The sign-up bonus of 30,000 points will get you a domestic economy ticket, but there are frequently offers around 50,000 points. If you can wait for a better offer, it might make sense for you to hold on and wait – there is a limit how often you can apply for Chase cards, so it makes sense to get the best offers when you do!
While the United Explorer card doesn’t offer United MileagePlus status outright, it does offer some of the benefits elite status give you, namely free checked luggage and priority boarding. If you don’t fly enough on United to earn status (or are collecting miles on other StarAlliance programs, like Thai Royal Orchid or Singapore KrisFlyer), it might make sense to get the card for some basic perks that take the sting out of the poor service you are likely to encounter when flying United without any status!
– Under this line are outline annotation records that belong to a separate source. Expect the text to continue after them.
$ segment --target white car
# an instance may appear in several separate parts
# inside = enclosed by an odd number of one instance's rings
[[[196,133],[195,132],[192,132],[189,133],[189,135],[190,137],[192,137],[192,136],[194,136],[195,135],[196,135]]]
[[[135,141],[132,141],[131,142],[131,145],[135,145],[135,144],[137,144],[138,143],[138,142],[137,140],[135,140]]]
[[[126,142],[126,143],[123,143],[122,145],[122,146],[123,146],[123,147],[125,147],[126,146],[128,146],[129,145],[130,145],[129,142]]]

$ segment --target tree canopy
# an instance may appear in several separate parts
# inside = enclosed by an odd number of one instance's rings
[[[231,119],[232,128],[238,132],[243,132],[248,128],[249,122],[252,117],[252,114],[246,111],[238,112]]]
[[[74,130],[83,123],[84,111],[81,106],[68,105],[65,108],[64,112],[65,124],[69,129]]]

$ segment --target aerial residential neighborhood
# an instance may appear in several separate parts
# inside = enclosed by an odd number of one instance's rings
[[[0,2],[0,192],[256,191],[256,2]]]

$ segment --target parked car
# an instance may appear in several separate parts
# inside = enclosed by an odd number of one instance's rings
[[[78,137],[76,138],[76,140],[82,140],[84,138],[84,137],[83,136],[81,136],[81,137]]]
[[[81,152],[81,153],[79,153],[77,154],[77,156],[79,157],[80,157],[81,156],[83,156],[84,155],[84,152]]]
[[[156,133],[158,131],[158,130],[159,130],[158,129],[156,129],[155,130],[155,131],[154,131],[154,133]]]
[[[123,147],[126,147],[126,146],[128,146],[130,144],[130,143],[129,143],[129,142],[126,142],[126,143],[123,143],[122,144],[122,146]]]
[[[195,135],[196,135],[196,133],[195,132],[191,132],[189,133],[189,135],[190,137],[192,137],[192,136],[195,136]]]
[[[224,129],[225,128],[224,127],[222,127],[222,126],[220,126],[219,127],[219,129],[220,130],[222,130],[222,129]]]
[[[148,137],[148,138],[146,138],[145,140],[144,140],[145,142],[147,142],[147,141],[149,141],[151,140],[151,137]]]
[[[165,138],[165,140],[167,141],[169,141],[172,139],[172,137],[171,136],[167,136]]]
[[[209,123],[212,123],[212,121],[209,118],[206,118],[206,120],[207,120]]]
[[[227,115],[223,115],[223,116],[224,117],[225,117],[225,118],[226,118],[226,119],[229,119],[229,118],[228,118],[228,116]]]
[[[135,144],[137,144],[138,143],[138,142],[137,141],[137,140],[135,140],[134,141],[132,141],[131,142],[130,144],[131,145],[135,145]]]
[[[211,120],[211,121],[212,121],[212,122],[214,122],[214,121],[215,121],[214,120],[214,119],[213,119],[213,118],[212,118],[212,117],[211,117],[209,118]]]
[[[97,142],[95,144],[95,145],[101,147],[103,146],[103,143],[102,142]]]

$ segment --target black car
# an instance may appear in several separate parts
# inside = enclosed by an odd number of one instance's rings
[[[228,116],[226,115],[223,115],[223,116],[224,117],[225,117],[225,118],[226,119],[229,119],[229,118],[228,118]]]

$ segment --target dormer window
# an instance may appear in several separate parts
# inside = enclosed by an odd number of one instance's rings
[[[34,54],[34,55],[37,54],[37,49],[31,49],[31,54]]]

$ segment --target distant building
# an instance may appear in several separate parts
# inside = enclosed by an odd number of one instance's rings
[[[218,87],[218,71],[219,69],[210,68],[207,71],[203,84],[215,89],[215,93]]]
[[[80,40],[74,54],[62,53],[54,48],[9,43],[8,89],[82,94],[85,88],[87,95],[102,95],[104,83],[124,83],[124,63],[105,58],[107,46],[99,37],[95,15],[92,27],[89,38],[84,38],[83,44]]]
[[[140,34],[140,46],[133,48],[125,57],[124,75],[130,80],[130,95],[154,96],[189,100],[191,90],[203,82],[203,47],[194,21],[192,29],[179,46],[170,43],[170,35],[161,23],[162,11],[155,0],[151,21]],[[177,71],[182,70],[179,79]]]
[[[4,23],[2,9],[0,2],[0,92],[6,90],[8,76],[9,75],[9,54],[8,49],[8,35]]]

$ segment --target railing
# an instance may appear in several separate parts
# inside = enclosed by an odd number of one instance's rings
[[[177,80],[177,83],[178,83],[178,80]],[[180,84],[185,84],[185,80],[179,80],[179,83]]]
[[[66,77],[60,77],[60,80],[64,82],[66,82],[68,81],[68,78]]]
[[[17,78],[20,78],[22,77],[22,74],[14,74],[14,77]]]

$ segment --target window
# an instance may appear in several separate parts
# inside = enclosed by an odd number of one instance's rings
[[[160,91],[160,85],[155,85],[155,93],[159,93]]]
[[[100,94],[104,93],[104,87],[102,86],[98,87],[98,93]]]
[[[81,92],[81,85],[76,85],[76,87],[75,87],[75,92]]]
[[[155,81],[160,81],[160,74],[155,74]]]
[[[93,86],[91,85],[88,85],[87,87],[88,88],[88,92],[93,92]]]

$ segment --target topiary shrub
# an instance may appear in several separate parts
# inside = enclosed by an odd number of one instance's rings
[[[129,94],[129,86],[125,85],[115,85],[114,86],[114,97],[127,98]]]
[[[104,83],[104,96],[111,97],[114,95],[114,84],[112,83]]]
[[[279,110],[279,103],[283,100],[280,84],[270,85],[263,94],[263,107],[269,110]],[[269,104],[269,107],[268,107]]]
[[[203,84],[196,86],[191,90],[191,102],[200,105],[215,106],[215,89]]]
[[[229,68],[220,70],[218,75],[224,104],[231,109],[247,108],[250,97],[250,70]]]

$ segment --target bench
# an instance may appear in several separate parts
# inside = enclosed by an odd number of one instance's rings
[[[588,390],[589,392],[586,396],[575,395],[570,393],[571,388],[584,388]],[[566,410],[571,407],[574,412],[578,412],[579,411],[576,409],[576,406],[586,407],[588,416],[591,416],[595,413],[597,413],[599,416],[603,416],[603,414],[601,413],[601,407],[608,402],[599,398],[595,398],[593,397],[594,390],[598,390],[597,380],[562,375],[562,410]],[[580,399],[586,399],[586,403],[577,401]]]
And if you are earning miles in MileagePlus, the Explorer card can help you earn miles faster. Since United turned to a revenue based earning scheme, it’s difficult for many people to earn miles in the program, so a credit card can help get there faster. If you don’t pay your United tickets with your card though, you are better off just getting the United card for the bonus and perks, but putting your spend on the Chase Sapphire card for a better earn rate and transfer to United when needed!
Bottomline, if you live in a United hub city, like San Francisco, Houston or Denver (check my United – Facts & Figures for more info) and fly a few times a year on United (but not enough to earn status), you should apply for the card and hold it – the bonus and value of benefits are worth the annual fee, even if you don’t charge your daily spend on it. If you don’t see the value of the perks after the first year, you can call and ask to be downgraded to a no-fee card with less earn and perks, but still maintaining your miles – that’s what I did!